Introducing Chef Forrest Parker

By:Libby Wiersema


Chef Forrest Parker is a visionary who calls upon the culture, history and flavor traditions of South Carolina to create a heritage-infused, yet modern dining experience. He helms the kitchen at the Charleston restaurant, Revival, aptly named given his dedication to restoring heirloom foods to their rightful place among our foodways. His innovative dishes, encyclopedic knowledge of South Carolina’s culinary roots and commitment to championing the work of heritage food producers led to his being named a South Carolina Chef Ambassador in 2016.


Rediscovery and reintroduction drive Parker’s aesthetic. He works with local farmers who cultivate heirloom foods, some of which hearken back to South Carolina’s earliest days. Described as an “agricultural archaeologist,” he is an expert at creatively plating up history and bringing it to flavorful life.

“As a chef, I draw heavily from a culturally rich Lowcountry history,” Parker said. “Our dishes reflect the taste of time and place.”

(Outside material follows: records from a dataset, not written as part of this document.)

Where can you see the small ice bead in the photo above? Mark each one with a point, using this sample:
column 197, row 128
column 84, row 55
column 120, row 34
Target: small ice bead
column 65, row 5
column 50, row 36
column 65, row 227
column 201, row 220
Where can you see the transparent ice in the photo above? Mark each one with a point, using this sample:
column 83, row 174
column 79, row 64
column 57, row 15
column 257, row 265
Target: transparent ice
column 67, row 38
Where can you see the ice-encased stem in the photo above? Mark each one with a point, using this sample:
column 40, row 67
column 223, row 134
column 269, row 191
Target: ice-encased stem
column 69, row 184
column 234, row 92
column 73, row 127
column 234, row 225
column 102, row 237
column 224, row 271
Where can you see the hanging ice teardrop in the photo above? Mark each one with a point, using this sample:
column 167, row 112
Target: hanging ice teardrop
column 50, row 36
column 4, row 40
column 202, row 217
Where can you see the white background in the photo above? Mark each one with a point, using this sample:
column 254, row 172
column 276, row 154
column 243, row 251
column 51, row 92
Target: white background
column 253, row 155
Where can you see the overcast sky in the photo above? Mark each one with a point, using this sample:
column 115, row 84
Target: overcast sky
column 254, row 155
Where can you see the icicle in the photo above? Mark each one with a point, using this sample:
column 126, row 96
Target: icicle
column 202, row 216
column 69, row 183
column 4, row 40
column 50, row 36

Parker was born and raised in the Upstate, leaving his hometown of Anderson to attend College of Charleston. Like many students living in the food-centric city, he worked part-time in local restaurants and even became a licensed tour guide to supplement his income. In a fateful move, he accepted a position on the team of legendary James Beard chef Louis Osteen, who was opening a new dining enterprise.

“To be on the opening team of that restaurant as a young culinarian was such a formative experience,” he said. “To work under Louis Osteen changed the course of my life.”

Under the guidance of Osteen, Parker hustled and honed his cooking skills, eventually acquiring an expertise that landed him at the helm of kitchens in Minneapolis and Opryland in Nashville. When his wife’s career brought them back to Charleston, Parker’s culinary interests focused on the emerging local trend toward heirloom foods. Through his time as executive chef at Old Village Post House in Mount Pleasant, he found yet another iconic mentor in Chef Frank Lee, who worked for the restaurant’s parent company and encouraged Parker’s exploration of heirloom products. Soon, Parker was developing dishes that won him rave reviews from discriminating diners and food critics. In 2016, he assumed the lead kitchen role at the Drawing Room at the Vendue Inn. A year later, that restaurant closed to make way for Parker’s concept for Revival, which opened after much anticipation in the summer of 2017.